Key responsibilities of AWS include:

  • Perform its obligations as a business associate under your BAA with AWS.

  • Provide you the EC2 machines under your contract with AWS that support HIPAA compliance.

  • Provide hardware-accelerated encryption at rest and in-transit encryption within the AWS Nitro Instances that is adequate under HIPAA.

  • Delete encryption keys and data when Databricks releases the EC2 instances.

Key responsibilities of Databricks include:

  • Encrypt in-transit PHI data that is transmitted to or from the control plane.

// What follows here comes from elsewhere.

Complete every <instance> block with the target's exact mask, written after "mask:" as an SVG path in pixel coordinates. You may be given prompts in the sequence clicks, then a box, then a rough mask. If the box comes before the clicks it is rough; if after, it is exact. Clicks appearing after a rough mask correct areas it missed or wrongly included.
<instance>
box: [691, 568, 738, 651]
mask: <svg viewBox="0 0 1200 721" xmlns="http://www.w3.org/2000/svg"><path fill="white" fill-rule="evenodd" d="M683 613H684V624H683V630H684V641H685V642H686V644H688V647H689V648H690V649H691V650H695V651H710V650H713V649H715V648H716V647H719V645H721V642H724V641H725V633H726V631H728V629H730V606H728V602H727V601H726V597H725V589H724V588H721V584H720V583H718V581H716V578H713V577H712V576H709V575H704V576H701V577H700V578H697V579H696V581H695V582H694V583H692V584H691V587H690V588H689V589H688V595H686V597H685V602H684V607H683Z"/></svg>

  • Encrypt PHI data at rest in the control plane

  • Limit the set of instance types to the AWS Nitro instance types that enforce in-transit encryption and encryption at rest. For the list of supported instance types, see AWS Nitro System and HIPAA compliance features. Databricks limits the instance types both in the account console and through the API.

  • Deprovision EC2 instances when you indicate in Databricks that they are to be deprovisioned, for example auto-termination or manual termination, so that AWS can wipe them.

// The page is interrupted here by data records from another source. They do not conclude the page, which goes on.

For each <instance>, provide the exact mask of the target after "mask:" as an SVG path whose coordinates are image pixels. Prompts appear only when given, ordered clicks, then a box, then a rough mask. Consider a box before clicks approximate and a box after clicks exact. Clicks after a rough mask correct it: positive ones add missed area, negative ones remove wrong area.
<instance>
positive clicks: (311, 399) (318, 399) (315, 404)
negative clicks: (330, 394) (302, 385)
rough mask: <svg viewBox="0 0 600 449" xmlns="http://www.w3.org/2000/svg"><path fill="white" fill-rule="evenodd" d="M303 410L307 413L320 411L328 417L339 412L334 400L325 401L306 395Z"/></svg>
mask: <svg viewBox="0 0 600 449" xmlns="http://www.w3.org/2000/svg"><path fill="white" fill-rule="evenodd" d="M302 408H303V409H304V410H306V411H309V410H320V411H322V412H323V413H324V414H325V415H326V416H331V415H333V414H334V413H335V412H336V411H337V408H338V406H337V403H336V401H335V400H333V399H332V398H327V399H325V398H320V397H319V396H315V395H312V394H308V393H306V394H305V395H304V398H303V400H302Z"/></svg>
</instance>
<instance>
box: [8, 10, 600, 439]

Key responsibilities of yours:

  • Configure your workspace to use either customer-managed keys for managed services or the Store interactive notebook results in customer account feature.

  • Do not use preview features within Databricks to process PHI other than features listed in Preview features that are supported for processing of PHI data

  • Follow security best practices, such as disable unnecessary egress from the compute plane and use the Databricks secrets feature (or other similar functionality) to store access keys that provide access to PHI.

  • Enter into a business associate agreement with AWS to cover all data processed within the VPC where the EC2 instances are deployed.

  • Do not do something within a virtual machine that would be a violation of HIPAA. For example, direct Databricks to send unencrypted PHI to an endpoint.

  • Ensure that all data that may contain PHI is encrypted at rest when you store it in locations that the Databricks platform may interact with. This includes setting the encryption settings on each workspace’s root S3 bucket that is part of workspace creation. You are responsible for ensuring the encryption (as well as performing backups) for this storage and all other data sources.

  • Ensure that all data that may contain PHI is encrypted in transit between Databricks and any of your data storage locations or external locations you access from a compute plane machine. For example, any APIs that you use in a notebook that might connect to external data source must use appropriate encryption on any outgoing connections.

  • Ensure that all data that may contain PHI is encrypted at rest when you store it in locations that the Databricks platform may interact with. This includes setting the encryption settings on each workspace’s root storage that is part of workspace creation.

  • Ensure the encryption (as well as performing backups) for your root S3 bucket and all other data sources.

  • Ensure that all data that may contain PHI is encrypted in transit between Databricks and any of your data storage locations or external locations you access from a compute plane machine. For example, any APIs that you use in a notebook that might connect to external data source must use appropriate encryption on any outgoing connections.

Note the following about customer-managed keys:

  • You can add customer-managed keys for your workspace’s root S3 bucket using the customer-managed keys for workspace storage feature, but Databricks does not require you to do so.

  • As an optional part of the customer-managed keys for workspace storage feature, you can add customer-managed keys for EBS volumes, but this is not necessary for HIPAA compliance.

Legacy HIPAA support for cluster creation

If you are an existing HIPAA customer and your workspace is not on the E2 version of the Databricks platform, to create a cluster, see the legacy article Create and verify a cluster for legacy HIPAA support.